Stihl doesn't sell their stuff at Lowes or Home Depot either. The place you buy it from will be the same certified place that fixes it... IF it breaks. That being said, a lot of their products are made in Virginia Beach, Virginia USA! 

I have an Echo backpack leaf blower that I bought from a local dealer, not a big box store, and I love it! Stihl 290 Farm Boss 16&18" bars and love it too. 

Husky is another great company that I feel you can't go wrong with, but in the case that you're looking for a machine similar to the one I've had so much experience with, I have to really push Stihl. You won't have any problems with it. 

Go with the Stihl. Ttyl, Fahn


----------



## rideit (Jan 22, 2004)

I would if Stihl still made a pro grade 2stroke. 
Going Husky, shopping today. 
Thanks, everyone.


----------



## LarryFahn (Jul 19, 2005)

The Stihl 250 is 2 stroke. Oh well.
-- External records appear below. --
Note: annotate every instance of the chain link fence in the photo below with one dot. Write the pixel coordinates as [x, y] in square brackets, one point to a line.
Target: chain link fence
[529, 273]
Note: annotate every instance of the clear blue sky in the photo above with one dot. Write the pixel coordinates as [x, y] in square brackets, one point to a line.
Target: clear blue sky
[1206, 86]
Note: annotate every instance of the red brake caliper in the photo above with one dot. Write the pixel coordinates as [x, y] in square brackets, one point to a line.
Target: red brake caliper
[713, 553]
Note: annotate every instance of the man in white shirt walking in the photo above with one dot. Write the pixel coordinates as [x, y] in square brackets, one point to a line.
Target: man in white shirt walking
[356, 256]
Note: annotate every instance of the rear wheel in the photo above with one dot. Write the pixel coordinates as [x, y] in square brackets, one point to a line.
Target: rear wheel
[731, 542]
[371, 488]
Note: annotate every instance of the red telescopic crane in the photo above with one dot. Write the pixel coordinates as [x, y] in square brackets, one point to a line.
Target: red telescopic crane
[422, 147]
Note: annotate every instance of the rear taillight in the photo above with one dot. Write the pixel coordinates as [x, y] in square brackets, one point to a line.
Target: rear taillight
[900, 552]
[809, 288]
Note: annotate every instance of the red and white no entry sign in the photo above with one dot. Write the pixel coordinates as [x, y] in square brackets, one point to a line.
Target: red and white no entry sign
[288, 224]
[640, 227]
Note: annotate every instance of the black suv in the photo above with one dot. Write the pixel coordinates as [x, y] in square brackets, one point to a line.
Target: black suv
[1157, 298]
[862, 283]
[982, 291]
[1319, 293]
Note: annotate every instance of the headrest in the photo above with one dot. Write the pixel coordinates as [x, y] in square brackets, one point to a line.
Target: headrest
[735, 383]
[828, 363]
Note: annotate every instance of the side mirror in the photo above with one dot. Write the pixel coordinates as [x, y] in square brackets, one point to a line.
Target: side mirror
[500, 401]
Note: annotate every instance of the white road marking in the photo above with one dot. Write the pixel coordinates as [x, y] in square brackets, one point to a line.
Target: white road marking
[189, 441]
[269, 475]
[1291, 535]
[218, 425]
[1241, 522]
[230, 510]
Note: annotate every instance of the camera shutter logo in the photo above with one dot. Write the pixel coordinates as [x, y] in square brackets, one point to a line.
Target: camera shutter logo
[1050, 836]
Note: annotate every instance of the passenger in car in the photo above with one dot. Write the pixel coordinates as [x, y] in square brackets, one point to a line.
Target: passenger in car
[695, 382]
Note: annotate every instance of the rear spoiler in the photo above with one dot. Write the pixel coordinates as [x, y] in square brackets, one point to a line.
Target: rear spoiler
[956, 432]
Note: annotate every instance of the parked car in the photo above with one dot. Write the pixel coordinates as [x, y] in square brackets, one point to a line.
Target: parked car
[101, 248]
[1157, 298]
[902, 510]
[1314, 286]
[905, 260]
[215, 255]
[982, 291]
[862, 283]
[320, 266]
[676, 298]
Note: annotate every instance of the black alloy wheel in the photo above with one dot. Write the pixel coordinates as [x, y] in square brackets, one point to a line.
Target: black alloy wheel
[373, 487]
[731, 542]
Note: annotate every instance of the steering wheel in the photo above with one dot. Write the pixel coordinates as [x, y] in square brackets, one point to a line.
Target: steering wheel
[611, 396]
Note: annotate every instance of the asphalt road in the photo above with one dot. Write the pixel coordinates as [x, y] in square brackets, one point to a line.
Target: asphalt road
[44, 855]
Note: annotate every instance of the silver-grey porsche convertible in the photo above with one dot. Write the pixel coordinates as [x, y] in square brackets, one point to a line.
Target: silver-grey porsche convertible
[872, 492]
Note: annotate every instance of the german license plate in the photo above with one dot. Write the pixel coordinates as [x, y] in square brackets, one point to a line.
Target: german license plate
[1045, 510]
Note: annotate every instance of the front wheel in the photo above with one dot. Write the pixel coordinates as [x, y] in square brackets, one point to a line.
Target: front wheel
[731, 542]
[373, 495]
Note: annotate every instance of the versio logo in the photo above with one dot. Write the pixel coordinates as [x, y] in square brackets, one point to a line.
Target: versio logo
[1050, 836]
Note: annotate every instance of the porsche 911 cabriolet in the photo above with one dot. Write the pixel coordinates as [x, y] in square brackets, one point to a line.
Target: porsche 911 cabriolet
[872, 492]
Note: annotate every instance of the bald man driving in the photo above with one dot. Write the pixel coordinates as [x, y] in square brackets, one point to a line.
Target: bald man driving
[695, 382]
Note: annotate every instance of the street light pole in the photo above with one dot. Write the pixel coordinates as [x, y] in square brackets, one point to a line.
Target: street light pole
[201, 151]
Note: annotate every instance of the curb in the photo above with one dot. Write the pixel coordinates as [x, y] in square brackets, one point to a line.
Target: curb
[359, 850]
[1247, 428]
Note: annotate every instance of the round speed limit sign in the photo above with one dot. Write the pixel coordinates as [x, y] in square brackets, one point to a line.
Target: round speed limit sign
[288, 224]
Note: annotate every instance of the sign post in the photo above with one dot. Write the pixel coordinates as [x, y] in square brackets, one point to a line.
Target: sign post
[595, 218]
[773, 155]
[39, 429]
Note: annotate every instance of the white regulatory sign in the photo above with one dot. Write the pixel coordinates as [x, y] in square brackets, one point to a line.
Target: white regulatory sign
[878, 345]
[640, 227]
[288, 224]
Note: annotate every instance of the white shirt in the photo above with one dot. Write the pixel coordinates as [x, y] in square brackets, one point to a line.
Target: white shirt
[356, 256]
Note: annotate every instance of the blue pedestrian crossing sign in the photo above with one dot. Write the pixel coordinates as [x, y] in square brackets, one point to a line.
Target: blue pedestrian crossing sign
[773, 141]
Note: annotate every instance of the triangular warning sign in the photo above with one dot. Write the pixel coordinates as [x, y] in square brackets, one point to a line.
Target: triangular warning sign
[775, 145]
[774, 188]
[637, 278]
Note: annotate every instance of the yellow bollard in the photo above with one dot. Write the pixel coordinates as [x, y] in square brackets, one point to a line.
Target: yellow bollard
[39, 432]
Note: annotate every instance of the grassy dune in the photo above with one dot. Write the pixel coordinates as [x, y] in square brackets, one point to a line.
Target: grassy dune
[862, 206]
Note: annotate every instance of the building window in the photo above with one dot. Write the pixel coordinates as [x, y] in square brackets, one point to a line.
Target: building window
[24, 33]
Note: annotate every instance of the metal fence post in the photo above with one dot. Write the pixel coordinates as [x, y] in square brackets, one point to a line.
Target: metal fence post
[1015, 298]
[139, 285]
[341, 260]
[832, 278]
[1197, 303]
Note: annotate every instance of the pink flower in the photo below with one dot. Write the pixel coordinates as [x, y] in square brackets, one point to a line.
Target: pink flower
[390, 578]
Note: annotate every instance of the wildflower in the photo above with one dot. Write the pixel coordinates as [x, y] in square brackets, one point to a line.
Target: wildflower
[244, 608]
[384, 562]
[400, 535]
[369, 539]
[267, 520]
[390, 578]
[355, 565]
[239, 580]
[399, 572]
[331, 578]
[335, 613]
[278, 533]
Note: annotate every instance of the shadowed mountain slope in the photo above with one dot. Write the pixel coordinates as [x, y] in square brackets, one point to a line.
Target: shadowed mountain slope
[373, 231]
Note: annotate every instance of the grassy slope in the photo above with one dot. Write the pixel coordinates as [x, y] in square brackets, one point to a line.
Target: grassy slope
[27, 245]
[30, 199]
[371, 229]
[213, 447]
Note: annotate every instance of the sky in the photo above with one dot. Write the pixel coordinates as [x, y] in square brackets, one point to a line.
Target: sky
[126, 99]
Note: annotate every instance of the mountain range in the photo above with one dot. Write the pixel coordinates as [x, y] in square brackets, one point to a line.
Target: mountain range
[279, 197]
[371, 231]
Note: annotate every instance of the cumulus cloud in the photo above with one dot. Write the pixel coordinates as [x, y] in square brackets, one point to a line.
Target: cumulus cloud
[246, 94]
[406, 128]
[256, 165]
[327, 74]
Ps, the 240 isn't in their newest catalog, but the 250 is.


----------



## rideit (Jan 22, 2004)

I checked out the 250, it is 1/2 the machine of the equivalently priced Husky, from what I can tell. 
Costs more base, less hp, no grass blade, doesn't accept 155 line, no saw blade, and comes with a less than chintzy harness. I couldn't see the value....


----------



## rideit (Jan 22, 2004)

Y'all can blame me for he rain, kids! 
Just picked up my 336 Fr 'Weed Whacker Of Doom', and it immediately started snaining....
Hoping it dries up tomorrow, I can't wait to play with this thing on the new trails I am forging at Snow King....


----------